Voters will choose all 338 members of the House of Commons, with an average of polls showing the Liberals in a dead heat with the Tories.
Scheer was due to make whistle stops in vote-rich Quebec and Ontario, while Trudeau headed to British Columbia to shore up support hemorrhaging over his nationalizing of a pipeline.
- Mixed record -
Throughout his first term, Trudeau cast himself as a champion in the fight against global warming. On Wednesday, he promised "a more ambitious climate plan," while Scheer has vowed to roll back a federal carbon levy as his first act in office, if elected.
The Canadian economy is strong, posting second-quarter growth of 3.7 percent and almost half a million new jobs created in the last year.
But the economic gains have not been widely felt, and Canadians have increasingly expressed concern about a rising cost of living.
The Liberals over the past four years legalized cannabis, boosted Canada's resettlement of refugees, negotiated a new continental free trade deal with the US and Mexico, and concluded trade pacts with the EU and Pacific nations.
The Trudeau government also oversaw the largest military procurement in Canadian history, to replace aging warships and fighter jets.
But Trudeau's stumble on the ethics front dealt a major blow to his image as a fresh face out to change politics as usual.
The scandal broke when two members of his own cabinet accused him and his aides of meddling in the prosecution of SNC-Lavalin to save jobs.
The cabinet ministers -- both women, one of them Canada's first indigenous attorney general -- were expelled from the party.
The episode cost Trudeau support among women, indigenous people and young people -- constituents that helped propel him to victory in 2015.
Trudeau's political agenda also was often sidelined by crises, including diplomatic and trade rows with the US and China.
As host of the 2018 G7 summit, Trudeau found himself accused of weakness and dishonesty by US President Donald Trump after the US suddenly pulled out of the joint final statement.

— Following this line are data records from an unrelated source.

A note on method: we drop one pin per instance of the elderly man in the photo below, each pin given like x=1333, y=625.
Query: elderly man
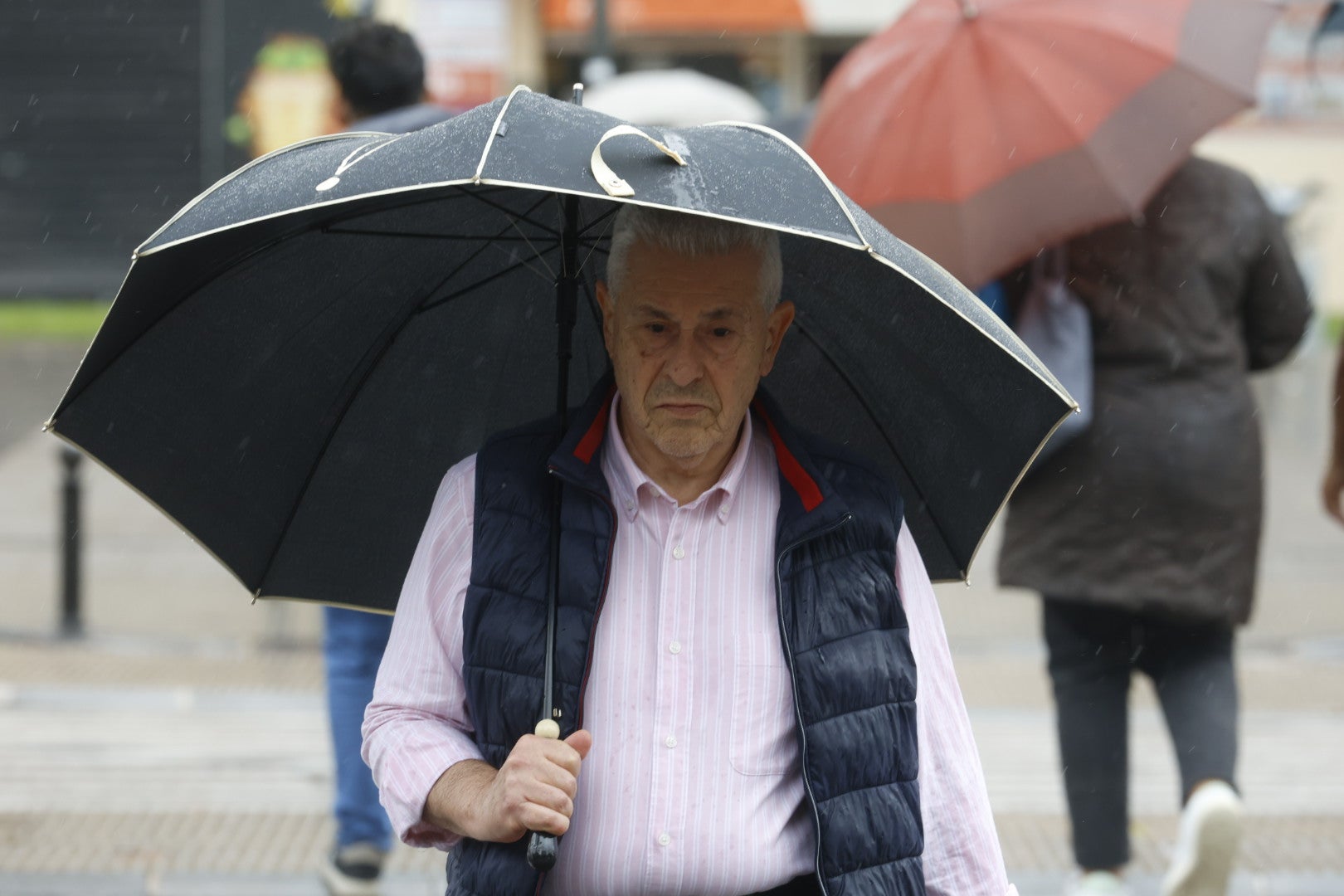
x=741, y=617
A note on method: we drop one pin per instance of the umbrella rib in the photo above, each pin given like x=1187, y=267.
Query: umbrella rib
x=877, y=422
x=485, y=281
x=371, y=360
x=477, y=254
x=594, y=246
x=600, y=219
x=511, y=212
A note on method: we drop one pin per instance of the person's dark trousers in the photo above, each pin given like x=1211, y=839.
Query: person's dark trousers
x=1093, y=653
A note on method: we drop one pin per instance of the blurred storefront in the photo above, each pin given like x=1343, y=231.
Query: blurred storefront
x=780, y=50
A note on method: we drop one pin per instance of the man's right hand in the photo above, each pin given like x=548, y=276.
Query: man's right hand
x=533, y=790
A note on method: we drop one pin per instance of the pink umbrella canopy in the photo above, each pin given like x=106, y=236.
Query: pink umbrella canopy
x=981, y=132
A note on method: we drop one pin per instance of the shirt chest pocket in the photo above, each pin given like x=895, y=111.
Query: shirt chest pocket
x=763, y=737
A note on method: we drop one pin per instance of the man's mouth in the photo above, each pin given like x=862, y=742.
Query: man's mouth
x=680, y=410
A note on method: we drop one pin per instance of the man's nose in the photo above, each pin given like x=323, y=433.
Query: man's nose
x=684, y=364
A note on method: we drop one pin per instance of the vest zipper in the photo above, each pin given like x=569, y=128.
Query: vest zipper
x=597, y=611
x=793, y=680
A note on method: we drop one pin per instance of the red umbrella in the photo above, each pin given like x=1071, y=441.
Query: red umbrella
x=980, y=132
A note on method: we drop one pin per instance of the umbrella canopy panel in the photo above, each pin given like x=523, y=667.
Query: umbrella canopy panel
x=983, y=137
x=292, y=388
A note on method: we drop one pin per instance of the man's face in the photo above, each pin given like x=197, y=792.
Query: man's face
x=689, y=338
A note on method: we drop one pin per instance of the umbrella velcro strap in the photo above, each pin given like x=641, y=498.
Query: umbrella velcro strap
x=611, y=182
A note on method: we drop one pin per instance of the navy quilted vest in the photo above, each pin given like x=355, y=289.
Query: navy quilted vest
x=840, y=620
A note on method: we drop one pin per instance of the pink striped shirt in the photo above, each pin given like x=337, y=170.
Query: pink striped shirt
x=693, y=785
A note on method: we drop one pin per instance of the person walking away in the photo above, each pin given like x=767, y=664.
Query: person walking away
x=381, y=73
x=1332, y=488
x=1142, y=533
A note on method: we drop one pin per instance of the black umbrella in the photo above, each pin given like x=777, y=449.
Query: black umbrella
x=301, y=353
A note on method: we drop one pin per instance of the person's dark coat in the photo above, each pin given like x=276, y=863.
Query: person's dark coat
x=1157, y=507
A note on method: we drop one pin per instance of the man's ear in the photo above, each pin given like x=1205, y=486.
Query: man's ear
x=776, y=327
x=606, y=303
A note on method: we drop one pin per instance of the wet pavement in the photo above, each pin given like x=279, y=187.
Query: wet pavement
x=180, y=746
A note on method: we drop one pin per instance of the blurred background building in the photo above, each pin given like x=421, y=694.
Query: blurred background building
x=121, y=110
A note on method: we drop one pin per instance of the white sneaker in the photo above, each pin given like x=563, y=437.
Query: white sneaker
x=1097, y=883
x=1205, y=845
x=353, y=871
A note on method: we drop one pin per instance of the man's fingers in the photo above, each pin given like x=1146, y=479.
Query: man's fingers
x=544, y=820
x=581, y=740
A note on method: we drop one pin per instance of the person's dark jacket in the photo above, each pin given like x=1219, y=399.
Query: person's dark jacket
x=405, y=119
x=1157, y=507
x=841, y=625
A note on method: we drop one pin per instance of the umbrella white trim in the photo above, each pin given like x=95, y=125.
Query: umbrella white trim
x=608, y=179
x=1051, y=382
x=494, y=130
x=812, y=164
x=223, y=180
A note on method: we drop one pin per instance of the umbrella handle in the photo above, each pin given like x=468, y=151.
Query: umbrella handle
x=543, y=848
x=609, y=180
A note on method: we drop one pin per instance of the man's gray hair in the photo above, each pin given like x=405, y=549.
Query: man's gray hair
x=693, y=236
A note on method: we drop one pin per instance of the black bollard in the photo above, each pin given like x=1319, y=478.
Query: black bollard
x=71, y=625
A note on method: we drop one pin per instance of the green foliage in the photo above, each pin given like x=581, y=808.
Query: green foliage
x=50, y=319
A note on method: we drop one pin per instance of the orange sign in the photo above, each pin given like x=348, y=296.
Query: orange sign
x=661, y=17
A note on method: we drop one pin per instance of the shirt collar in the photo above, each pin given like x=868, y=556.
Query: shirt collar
x=626, y=480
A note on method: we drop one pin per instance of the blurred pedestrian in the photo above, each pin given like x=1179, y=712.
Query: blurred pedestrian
x=1332, y=488
x=381, y=73
x=1142, y=533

China last December detained two Canadian nationals in apparent retaliation for Canada's arrest of a Chinese tech executive on a US warrant.
And nationalizing an oil pipeline to salvage the construction project after years of delays due to protests and legal challenges also drew the ire of environmental activists that year.
In recent months, the Liberals managed to claw back some of their losses. A survey average showed support for both the Liberals and Tories at 33.8 percent.
The latest polls on Tuesday, however, gave the Liberals a slight edge.